Sent from my iPhone using Tapatalk


----------



## Tool Agnostic (Aug 13, 2017)

I think you have a wall mount dust collector with a metal filter canister (with a crank) under it, and a plastic bag below to hold the sawdust. 

If I am right, then why do you want a dust separator? The dust collects in the plastic bag below the metal filter canister, where it is easy to remove and replace. Why add a dust separator, where you would have to empty two different dust bins?

If you insist on adding a dust separator, then put it in front of the dust collector. It will remove much of the dust before it gets to the dust collector, clogging the filter less often (less cranking on the handle). You will empty the dust collector bag less often, but now you have added the job of emptying the dust separator, too.


----------



## dws780 (Dec 2, 2016)

This is what I see on two different setup 



















So I was hoping if someone can educate me. 

My shop is small only 20x10


Sent from my iPhone using Tapatalk


----------



## epicfail48 (Mar 27, 2014)

A Dust Deputy is just a kind of dust separator, in this case a cyclone design that forces the dust out of the airstream before said airstream hits the vacuum. That said, ill confess i dont understand the question here either. Are you asking if you would need to add both a dust deputy and a seperate, second separator to your system? If so, no, you wouldnt. 

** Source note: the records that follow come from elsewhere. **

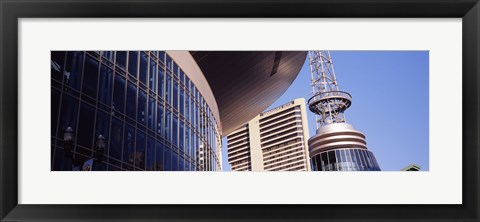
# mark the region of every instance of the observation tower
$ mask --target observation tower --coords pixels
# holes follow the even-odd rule
[[[379,171],[367,149],[365,135],[346,122],[352,96],[338,88],[330,51],[310,51],[312,97],[316,135],[308,140],[312,171]]]

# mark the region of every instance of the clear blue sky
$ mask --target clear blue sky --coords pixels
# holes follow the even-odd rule
[[[415,163],[429,170],[428,51],[331,51],[339,88],[352,95],[347,122],[367,137],[384,171]],[[307,61],[288,90],[268,109],[311,95]],[[308,106],[307,106],[308,107]],[[315,116],[307,110],[310,136]],[[223,139],[223,170],[227,161]]]

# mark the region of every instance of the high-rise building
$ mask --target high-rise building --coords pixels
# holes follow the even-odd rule
[[[380,166],[367,149],[365,135],[346,123],[349,93],[338,89],[329,51],[309,52],[313,96],[308,100],[316,114],[316,135],[308,140],[314,171],[377,171]]]
[[[228,135],[234,171],[309,171],[305,99],[263,112]]]
[[[221,170],[222,136],[282,95],[305,58],[52,51],[51,169]]]

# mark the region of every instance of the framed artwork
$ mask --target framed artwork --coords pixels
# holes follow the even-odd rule
[[[1,221],[479,220],[477,0],[4,0],[0,10]],[[369,88],[363,106],[396,120],[363,111],[349,123],[363,117],[423,148],[381,134],[391,149],[367,149],[346,124],[352,95],[332,58],[340,85],[358,85],[355,101]],[[307,74],[306,100],[283,101]],[[308,131],[307,109],[316,135],[298,139],[303,162],[265,157],[293,143],[274,146],[262,123],[298,110]],[[259,150],[235,156],[241,141],[259,146],[245,136],[255,129],[262,165]],[[423,158],[424,172],[389,172],[400,168],[382,152]],[[226,165],[259,172],[205,172]],[[264,172],[284,169],[377,172]]]

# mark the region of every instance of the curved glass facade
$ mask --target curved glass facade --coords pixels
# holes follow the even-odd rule
[[[163,51],[51,52],[52,170],[95,159],[99,135],[105,148],[93,170],[220,170],[211,108]]]
[[[325,151],[311,157],[311,164],[314,171],[380,171],[373,153],[359,148]]]

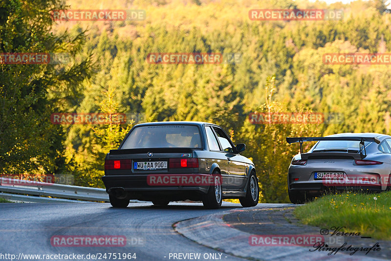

If youre asking if you would need to add a Dust Deputy to your system if you added in the Dust Right separator, the answer is still no, the Dust Right will do the same job that the Dust Deputy would do


----------



## dws780 (Dec 2, 2016)

Ok that’s the answer I needed. Sorry for the confusing question. 
I assume adding the separator to the setup is mainly to take on more saw dust (if add bigger bin) and less clog on the canister? Kinda like the dust deputy on a shop vac 


Sent from my iPhone using Tapatalk


----------



## Tool Agnostic (Aug 13, 2017)

dws780 said:


> Ok that’s the answer I needed. Sorry for the confusing question.
> I assume adding the separator to the setup is mainly to take on more saw dust (if add bigger bin) and less clog on the canister? Kinda like the dust deputy on a shop vac


Yes. That is what I was trying to say in my post above, too.


----------